Paxton also commended officials, including Texas Gov. Gregg Abbott, on “getting to the bottom” of the power crisis.
Abbott told KTRK Houston in an interview Tuesday evening that the power outages amount to “a total failure by ERCOT,” and called for reform of the organization to be an emergency item for the 2021 legislative session. He also said top ERCOT leadership should resign.
“Far too many Texans are without power and heat for their homes as our state faces freezing temperatures and severe winter weather,” Abbott said, NPR reported. “This is unacceptable.”
Abbott also said he wants to “get a full picture of what caused this problem and find long-term solutions.”
ERCOT President and CEO Bill Magness said he welcomes the probe and is addressing the power supply and delivery problems, according to CBS Dallas-Fort Worth.
No Firm Timetable for Full Restoration of Power
Nearly 1.9 million customers in Texas still had no power Wednesday after historic snowfall and single-digit temperatures created a surge in demand for electricity to warm up homes unaccustomed to such extreme lows, buckling the state’s power grid and causing widespread blackouts.
ERCOT had restored enough electrical generating supply Wednesday to restore the lights to about 1.6 million households, the council announced Wednesday night.
Magness said the grid began preparing for the storm a week ahead of time, but it reached breaking point early Monday as conditions worsened and knocked power plants offline. Some wind turbine generators were iced, but nearly twice as much power was wiped out at natural gas and coal plants. Forcing controlled outages was the only way to avert an even more dire blackout in Texas, Magness said.
“What we’re protecting against is worse,” he said.
Still, Magness said ERCOT could not offer a firm timetable for when power might be fully restored.
What Happened In Texas?
Plunging temperatures caused Texans to turn up their heaters, including many inefficient electric ones. Demand spiked to levels normally seen only on the hottest summer days, when millions of air conditioners run at full tilt.
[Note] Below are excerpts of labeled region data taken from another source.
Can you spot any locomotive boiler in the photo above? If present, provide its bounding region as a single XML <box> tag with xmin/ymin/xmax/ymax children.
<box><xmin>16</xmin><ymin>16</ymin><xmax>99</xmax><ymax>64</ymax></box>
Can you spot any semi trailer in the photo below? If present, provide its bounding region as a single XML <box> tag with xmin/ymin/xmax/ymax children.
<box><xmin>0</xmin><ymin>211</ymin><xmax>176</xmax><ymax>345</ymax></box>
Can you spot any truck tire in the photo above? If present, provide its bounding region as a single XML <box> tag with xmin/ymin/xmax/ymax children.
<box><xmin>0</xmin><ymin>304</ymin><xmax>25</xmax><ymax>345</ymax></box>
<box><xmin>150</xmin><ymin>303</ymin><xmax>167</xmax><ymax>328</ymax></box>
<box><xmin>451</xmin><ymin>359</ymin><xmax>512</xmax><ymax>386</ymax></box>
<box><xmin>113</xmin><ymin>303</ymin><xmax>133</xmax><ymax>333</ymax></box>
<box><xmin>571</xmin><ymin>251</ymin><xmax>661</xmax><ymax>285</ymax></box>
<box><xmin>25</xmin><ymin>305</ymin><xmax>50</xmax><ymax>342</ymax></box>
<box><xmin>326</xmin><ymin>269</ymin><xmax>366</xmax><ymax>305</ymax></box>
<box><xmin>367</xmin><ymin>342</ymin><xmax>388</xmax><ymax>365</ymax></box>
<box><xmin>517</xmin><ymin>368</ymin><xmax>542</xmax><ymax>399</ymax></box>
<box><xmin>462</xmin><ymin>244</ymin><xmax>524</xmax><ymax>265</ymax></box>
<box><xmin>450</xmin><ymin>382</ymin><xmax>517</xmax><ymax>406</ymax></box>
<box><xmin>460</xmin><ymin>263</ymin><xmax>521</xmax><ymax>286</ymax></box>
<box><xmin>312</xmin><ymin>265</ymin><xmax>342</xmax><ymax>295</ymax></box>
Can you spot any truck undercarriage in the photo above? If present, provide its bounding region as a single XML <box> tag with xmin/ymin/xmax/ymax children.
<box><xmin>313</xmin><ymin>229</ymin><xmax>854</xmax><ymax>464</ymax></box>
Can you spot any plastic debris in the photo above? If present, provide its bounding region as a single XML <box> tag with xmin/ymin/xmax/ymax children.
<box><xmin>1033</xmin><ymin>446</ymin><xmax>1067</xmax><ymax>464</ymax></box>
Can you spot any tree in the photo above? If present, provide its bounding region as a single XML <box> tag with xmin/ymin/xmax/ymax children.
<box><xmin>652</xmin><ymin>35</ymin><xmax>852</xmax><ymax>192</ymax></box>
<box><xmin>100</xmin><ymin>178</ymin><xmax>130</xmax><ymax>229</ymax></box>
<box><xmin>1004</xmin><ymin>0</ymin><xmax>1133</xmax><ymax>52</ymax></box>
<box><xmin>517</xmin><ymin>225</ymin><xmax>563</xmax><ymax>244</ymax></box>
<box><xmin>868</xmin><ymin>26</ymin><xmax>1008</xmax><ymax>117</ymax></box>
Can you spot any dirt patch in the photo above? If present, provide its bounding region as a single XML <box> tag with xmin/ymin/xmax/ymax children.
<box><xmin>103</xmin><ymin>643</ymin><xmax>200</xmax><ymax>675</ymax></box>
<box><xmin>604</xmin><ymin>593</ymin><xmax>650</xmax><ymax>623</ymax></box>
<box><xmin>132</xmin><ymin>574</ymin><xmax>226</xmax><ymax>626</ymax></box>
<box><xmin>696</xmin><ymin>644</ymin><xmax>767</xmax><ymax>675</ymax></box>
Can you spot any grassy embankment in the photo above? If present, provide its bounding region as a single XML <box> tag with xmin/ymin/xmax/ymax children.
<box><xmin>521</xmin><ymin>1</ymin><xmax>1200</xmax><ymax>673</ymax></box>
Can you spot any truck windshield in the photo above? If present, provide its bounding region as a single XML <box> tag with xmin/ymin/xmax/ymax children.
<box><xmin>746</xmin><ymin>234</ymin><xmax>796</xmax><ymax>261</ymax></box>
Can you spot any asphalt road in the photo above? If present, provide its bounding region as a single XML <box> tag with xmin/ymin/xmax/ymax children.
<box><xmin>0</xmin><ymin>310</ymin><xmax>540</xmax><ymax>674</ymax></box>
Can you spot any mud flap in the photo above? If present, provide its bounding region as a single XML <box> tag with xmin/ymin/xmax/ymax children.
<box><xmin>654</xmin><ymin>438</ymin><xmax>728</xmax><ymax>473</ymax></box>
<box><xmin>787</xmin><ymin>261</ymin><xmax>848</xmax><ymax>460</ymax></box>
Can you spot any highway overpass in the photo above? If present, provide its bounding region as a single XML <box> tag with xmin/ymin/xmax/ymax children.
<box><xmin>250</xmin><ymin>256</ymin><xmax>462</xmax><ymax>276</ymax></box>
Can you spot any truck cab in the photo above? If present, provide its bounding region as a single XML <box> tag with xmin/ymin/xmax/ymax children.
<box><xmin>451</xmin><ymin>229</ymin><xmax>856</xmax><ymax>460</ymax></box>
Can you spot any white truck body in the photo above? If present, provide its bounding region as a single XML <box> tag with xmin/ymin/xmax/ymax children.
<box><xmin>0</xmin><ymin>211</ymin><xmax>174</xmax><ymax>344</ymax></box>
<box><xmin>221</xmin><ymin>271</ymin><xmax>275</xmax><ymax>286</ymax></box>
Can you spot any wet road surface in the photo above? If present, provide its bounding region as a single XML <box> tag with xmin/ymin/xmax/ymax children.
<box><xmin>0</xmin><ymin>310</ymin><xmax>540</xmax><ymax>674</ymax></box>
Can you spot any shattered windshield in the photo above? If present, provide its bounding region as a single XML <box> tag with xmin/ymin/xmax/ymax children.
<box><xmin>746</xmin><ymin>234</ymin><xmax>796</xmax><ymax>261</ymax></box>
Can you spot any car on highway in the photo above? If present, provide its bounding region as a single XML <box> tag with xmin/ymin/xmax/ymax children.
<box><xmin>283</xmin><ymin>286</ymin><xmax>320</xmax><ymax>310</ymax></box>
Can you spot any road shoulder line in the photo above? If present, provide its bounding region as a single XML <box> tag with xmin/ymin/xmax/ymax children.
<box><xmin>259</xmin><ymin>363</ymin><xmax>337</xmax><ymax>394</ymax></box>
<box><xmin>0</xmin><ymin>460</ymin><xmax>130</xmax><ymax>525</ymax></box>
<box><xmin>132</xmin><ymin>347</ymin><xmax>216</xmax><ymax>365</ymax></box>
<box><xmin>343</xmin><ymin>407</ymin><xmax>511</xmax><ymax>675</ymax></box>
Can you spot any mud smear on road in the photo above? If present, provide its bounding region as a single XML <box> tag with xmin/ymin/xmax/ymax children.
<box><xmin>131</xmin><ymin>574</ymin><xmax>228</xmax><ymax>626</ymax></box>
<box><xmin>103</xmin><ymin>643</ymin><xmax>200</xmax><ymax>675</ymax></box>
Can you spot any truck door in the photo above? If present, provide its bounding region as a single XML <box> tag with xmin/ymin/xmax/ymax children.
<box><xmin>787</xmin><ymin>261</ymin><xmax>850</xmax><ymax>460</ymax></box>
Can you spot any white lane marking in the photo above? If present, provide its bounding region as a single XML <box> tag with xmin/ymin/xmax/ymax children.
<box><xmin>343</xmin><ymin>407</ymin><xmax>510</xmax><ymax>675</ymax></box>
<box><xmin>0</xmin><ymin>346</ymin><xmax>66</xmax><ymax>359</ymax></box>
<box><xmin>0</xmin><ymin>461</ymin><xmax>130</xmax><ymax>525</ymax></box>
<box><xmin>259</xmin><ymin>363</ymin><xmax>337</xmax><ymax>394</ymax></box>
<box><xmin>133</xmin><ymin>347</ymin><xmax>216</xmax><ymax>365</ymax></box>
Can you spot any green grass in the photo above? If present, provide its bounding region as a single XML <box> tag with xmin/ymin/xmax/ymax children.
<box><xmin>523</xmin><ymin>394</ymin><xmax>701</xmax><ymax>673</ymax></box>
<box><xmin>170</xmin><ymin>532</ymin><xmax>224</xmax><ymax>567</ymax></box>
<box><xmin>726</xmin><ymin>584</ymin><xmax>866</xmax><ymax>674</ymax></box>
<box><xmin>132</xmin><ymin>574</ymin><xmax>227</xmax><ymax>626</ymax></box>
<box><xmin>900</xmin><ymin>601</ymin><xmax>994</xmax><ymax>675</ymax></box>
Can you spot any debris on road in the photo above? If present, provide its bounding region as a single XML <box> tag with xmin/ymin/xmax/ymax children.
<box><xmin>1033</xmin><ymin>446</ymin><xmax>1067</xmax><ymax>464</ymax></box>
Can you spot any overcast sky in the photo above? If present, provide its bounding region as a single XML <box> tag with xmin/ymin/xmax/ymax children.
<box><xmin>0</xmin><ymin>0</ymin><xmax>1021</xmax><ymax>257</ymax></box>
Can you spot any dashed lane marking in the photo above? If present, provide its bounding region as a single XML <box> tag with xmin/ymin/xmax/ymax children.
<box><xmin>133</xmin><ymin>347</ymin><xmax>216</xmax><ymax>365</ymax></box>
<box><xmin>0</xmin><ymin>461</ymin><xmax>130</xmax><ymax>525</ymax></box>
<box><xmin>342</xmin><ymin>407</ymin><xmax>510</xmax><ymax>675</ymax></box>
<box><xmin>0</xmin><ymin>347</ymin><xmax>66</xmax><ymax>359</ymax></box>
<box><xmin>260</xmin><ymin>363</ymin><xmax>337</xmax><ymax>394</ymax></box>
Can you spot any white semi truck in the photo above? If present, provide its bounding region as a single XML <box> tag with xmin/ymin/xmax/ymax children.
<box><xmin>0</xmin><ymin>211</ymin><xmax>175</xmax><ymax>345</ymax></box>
The state has a generating capacity of about 67,000 megawatts in the winter compared with a peak capacity of about 86,000 megawatts in the summer. The gap between the winter and summer supply reflects power plants going offline for maintenance during months when demand typically is less intense and there’s not as much energy coming from wind and solar sources.
But planning for this winter didn’t imagine temperatures cold enough to freeze natural gas supply lines and stop wind turbines from spinning. By Wednesday, 46,000 megawatts of power were offline statewide—28,000 from natural gas, coal, and nuclear plants and 18,000 from wind and solar, according to ERCOT.
“Every one of our sources of power supply underperformed,” Daniel Cohan, an associate professor of civil and environmental engineering at Rice University in Houston, tweeted. “Every one of them is vulnerable to extreme weather and climate events in different ways. None of them were adequately weatherized or prepared for a full realm of weather and conditions.”
The staggering imbalance between Texas’s energy supply and demand also caused prices to skyrocket from roughly $20 per megawatt hour to $9,000 per megawatt hour in the state’s freewheeling wholesale power market.
Gas-fired plants and wind turbines can be protected against winter weather—it’s done routinely in colder, northern states. The issue arose in Texas after a 2011 freeze that also led to power-plant shutdowns and blackouts. A national electric-industry group developed winterization guidelines for operators to follow, but they are strictly voluntary and also require expensive investments in equipment and other necessary measures.
ERCOT official Dan Woodfin said plant upgrades after 2011 limited shutdowns during a similar cold snap in 2018, but this week’s weather was “more extreme.”
Ed Hirs, an energy fellow at the University of Houston, rejected ERCOT’s claim that this week’s freeze was unforeseeable.
“That’s nonsense,” he said. “Every eight to 10 years we have really bad winters. This is not a surprise.”
The Associated Press contributed to this report.